The problem is to find $$\iiint_{R}z \ \mathrm{d}V$$ Where $R$ is the region $x^2+y^2\leq z \leq \sqrt{2-x^2-y^2}.$
Using cylindrical coordinates this problem becomes relatively easy:
\begin{align} x &= r\cos(\theta)\\ y &= r\sin(\theta)\\ z &= z\\ \mathrm{d}V&=r \ \mathrm{d}z\mathrm{d}r\mathrm{d}\theta \end{align} with boundaries $$ r^2\leq z\leq \sqrt{2-r^2}, \ 0\leq\theta< 2\pi, \ 0\leq r\leq1 $$ which gives $$\iiint_{R}z \ \mathrm{d}V = \int_{0}^{2\pi}\int_{0}^{1}\int_{r^{2}}^{\sqrt{2-r^2}}zr \ \mathrm{d}z \mathrm{d}r\mathrm{d}\theta=\pi\int_{0}^{1}2r-r^{3}-r^{5} \ \mathrm{d}r = \frac{7\pi}{12}.$$
While this is correct i'd like to know if it is possible to do this with spherical coordinates. My problem is that for the substitution \begin{align}x&=R\sin(\phi) \cos(\theta)\\ y &=R\sin (\phi) \sin (\theta)\\ z&= R\cos(\phi)\\ \mathrm{d}V&= R^{2}\sin(\phi) \ \mathrm{d}R\mathrm{d}\phi\mathrm{d}\theta\end{align} I get $$0\leq R\leq \sqrt{2}\ ,0\leq \theta < 2\pi$$ but how do I get $\phi$? The problem is that I cannot find $$\tan(\phi)=\frac{r}{z}=\frac{\sqrt{x^2+y^2}}{z}$$
This problem is easy in spherical coordinates if you know the trick.
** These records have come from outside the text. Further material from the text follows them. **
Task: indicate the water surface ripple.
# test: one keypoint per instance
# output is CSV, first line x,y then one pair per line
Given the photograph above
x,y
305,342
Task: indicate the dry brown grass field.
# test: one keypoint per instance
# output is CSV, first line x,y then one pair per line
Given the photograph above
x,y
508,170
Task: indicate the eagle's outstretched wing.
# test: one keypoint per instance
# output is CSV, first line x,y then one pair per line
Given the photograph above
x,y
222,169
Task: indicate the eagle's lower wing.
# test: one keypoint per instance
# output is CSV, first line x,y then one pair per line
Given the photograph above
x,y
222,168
The upper bound gives us $R = \sqrt{2}$. Solving the lower bound gets
$$R\sin^2\phi = \cos\phi \implies R\cos^2\phi + \cos \phi -R = 0 $$
then by the quadratic equation we have that
$$\phi = \cos^{-1}\left(\frac{-1+\sqrt{1+4R^2}}{2R}\right)$$
where we took the positive root since we are above the $xy$ plane where $\cos\phi > 0$. Next we set up the integral with the $\phi$ integral first:
$$I = \int_0^{2\pi} \int_0^{\sqrt{2}} \int_0^{\cos^{-1}\left(\frac{-1+\sqrt{1+4R^2}}{2R}\right)}R^3\cos\phi\sin\phi \:d\phi \: dR \:d\theta$$
$$ = \frac{\pi}{2} \int_0^{\sqrt{2}}R\sqrt{1+4R^2}-R\:dR = \frac{\pi}{2}\left[\frac{1}{12}(1+4R^2)^{\frac{3}{2}}-\frac{1}{2}R^2\right]_0^{\sqrt{2}} = \frac{7\pi}{12}$$
Although not as clean as the polynomial that appears in the cylindrical coordinates version, this trick is useful to remember for similar integrals, since the integrand will determine whether this method or cylindrical coordinates is the optimal route to take. For other integrals, such as $\iiint_R dV$, this version will be easier than cylindrical coordinates.